MIT built its own Ellen Pao before the Ivy League did: Gretchen Kalonji

Can you think of anyone with top academic credentials who got fired from a job for underperformance, sued to get paid for having XX chromosomes, and who was tied to the world of nonstandard sexuality?

No, not Ellen Pao of Princeton and Harvard, Kleiner Perkins/Reddit, and (at least formerly) gay men.

Gretchen Kalonji, a 1980 graduate from the MIT materials science department, eventually became a professor at MIT. She was denied tenure in 1988, analogous to Ellen Pao’s failure to be promoted to senior partner at Kleiner. Kalonji sued MIT, eventually settling in 1995 for “an undisclosed amount” plus “MIT also agreed to spend at least $50,000 a year for 5 years on a national program encouraging women and minority grad students and postdocs to move onto university faculties.” (sciencemag.org)

Kalonji moved west and ended up in a same-sex relationship with Denice Denton, the chancellor of University of California Santa Cruz. Denton was described as “admired for overcoming gender and sexual-orientation biases and for taking a practical approach to social justice issues” and “ensnared in an investigation into unreported pay and perks in the UC system and was criticized after $600,000 in renovations were made to her university home.”

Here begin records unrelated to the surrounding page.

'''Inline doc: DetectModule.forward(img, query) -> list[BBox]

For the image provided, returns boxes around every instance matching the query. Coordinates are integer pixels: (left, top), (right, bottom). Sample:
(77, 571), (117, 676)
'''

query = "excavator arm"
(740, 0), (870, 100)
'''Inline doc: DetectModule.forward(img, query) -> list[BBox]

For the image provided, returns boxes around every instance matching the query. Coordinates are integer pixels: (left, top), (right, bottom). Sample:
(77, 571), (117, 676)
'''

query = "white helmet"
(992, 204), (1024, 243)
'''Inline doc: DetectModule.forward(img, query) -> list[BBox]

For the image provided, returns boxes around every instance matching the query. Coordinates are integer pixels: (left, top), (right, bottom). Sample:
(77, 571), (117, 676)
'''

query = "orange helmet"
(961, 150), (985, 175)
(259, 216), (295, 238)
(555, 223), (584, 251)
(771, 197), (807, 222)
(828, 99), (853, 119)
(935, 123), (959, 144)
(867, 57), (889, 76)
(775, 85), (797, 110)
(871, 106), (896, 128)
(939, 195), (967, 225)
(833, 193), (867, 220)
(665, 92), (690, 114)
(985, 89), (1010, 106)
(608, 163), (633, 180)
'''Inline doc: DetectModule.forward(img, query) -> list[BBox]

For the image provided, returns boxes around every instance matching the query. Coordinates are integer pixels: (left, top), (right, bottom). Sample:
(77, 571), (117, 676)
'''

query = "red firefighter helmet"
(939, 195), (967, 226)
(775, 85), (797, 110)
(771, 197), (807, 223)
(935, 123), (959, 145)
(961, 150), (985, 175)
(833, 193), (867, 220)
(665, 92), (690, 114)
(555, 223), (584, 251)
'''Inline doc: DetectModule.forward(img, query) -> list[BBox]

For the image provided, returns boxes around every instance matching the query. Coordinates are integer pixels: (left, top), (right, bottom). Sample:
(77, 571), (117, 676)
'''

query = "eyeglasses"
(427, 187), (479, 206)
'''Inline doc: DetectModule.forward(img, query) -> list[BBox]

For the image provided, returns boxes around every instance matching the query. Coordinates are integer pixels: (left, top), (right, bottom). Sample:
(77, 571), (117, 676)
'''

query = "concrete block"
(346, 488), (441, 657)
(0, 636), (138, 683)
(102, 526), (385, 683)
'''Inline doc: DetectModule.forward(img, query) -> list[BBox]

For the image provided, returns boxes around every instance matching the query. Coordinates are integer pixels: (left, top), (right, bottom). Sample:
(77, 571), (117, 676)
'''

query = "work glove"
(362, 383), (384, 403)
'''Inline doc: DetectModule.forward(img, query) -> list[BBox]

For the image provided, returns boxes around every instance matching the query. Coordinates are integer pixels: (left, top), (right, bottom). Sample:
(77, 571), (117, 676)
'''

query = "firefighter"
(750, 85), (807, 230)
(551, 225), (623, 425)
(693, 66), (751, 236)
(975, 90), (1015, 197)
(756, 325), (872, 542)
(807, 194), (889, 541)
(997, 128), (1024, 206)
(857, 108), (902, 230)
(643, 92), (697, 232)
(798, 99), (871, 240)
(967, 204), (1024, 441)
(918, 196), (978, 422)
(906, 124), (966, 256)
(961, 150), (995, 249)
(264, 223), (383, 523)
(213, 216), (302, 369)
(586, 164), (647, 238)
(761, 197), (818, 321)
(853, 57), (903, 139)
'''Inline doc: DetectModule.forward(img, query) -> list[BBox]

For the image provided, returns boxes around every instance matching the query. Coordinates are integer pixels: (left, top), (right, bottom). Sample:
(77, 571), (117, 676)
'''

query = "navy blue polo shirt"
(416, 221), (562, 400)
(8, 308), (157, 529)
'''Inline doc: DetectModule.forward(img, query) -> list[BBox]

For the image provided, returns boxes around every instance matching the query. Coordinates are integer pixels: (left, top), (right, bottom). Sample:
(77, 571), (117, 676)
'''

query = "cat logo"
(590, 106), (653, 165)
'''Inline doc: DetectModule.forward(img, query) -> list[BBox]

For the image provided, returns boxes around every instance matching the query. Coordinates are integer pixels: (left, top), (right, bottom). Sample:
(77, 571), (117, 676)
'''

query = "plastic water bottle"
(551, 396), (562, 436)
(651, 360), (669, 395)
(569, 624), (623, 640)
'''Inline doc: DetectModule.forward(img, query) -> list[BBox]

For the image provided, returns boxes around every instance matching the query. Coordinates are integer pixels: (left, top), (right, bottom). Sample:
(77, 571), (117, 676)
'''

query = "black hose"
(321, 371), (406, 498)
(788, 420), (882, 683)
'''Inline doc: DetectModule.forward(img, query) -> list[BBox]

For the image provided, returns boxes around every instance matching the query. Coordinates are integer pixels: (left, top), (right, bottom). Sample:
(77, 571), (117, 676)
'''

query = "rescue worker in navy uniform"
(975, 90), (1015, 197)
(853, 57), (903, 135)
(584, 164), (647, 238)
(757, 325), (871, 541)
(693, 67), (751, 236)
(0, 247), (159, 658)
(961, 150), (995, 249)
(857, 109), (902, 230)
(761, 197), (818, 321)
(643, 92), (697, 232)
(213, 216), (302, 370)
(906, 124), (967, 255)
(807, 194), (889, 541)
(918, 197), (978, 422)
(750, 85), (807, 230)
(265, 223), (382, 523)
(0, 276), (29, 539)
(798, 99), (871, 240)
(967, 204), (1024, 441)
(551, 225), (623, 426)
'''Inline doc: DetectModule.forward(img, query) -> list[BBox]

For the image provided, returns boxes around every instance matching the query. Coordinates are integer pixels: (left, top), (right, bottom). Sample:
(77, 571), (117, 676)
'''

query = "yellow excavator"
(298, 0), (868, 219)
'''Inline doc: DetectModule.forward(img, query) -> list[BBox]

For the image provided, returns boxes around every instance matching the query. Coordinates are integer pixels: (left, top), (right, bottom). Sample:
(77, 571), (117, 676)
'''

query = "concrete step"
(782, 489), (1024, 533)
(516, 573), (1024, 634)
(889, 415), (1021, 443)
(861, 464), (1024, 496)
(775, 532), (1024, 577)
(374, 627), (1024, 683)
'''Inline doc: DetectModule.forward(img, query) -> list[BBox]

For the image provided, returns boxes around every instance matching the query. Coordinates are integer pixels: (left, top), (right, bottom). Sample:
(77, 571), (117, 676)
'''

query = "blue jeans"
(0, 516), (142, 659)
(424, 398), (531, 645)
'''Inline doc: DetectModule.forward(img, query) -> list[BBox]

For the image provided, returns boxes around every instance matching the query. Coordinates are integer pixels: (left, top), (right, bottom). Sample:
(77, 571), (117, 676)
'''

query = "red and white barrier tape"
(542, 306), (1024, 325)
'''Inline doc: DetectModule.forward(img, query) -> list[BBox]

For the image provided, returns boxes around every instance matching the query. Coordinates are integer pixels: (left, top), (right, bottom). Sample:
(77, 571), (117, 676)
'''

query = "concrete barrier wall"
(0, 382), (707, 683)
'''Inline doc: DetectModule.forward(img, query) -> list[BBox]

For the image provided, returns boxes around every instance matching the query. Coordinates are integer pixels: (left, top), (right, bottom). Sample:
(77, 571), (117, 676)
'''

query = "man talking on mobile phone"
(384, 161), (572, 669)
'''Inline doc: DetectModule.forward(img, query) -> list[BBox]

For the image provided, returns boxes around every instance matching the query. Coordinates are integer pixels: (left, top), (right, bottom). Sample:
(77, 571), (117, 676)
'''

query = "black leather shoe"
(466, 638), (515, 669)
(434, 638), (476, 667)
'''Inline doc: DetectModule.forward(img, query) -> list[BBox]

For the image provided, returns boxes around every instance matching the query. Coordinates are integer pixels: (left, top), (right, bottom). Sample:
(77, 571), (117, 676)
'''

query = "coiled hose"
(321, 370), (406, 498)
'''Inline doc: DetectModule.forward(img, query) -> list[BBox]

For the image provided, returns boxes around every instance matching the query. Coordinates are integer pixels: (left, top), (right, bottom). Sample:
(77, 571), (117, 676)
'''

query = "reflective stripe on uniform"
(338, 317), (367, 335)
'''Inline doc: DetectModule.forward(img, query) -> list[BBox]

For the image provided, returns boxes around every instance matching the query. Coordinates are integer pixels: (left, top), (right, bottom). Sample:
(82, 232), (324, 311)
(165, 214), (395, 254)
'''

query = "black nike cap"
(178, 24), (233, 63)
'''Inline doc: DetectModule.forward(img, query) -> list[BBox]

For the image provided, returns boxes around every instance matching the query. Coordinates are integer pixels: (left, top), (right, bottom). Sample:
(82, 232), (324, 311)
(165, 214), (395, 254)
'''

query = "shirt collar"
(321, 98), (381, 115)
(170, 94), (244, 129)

Denton arranged a $192,000/year job for Kalonji as the University of California’s “director of international strategy development” (sfgate; WSJ) . Denton subsequently committed suicide, leaving an estate worth perhaps $2 million. Kalonji then sued the estate for more than 100 percent of this value (argument: (1) if it had been legal for two women to be married then Denton would have married her; (2) had they in fact been married, Denton would have updated her will and left everything to Kalonji instead of to Denton’s blood relatives). (Santa Cruz Sentinel) Kalonji ultimately settled this lawsuit in exchange for roughly $750,000 in real estate (Santa Cruz Sentinel).

What do readers think? The New York Times gives all credit to Ellen Pao and, implicitly, Princeton and Harvard. But it would seem that an MIT graduate blazed the trail…

4 thoughts on “MIT built its own Ellen Pao before the Ivy League did: Gretchen Kalonji

  1. Academia and government is far ahead of industry when it comes to scams like this and big corporations are ahead of private industry. It all comes down to whose money your are giving away and how much your organization can afford to be dragged down by hiring on criteria other than merit. College administrators have no yardsticks for productivity and they are spending someone else’s money so they can afford to be generous to race/gender scammers.

  2. Moral indignation aside, isn’t what Ellen Pao, Gretchen Kalonji, no doubt countless others, Oxford comma AND THEIR RESPECTIVE LAWYERS did m.o.s.t.l.y a logical extension of that All-American holiest of grails anchored in the Declaration of Independence: pursuit of happiness? Plus of course maximization of profit… otherwise what would be the point. All they’ve done was ACT WITHIN LEGAL LIMITS of what the US society @ large deems acceptable | encourages | condones | (delete as appropriate).

  3. There are other interesting symmetries between Gretchen Kalonji and Ellen Pao/Fletcher. While Prof. Kalonji was a faculty member at MIT, she was married to an African man from the Congo. Therefore, she also changed her orientation over the years (just like Buddy Fletcher).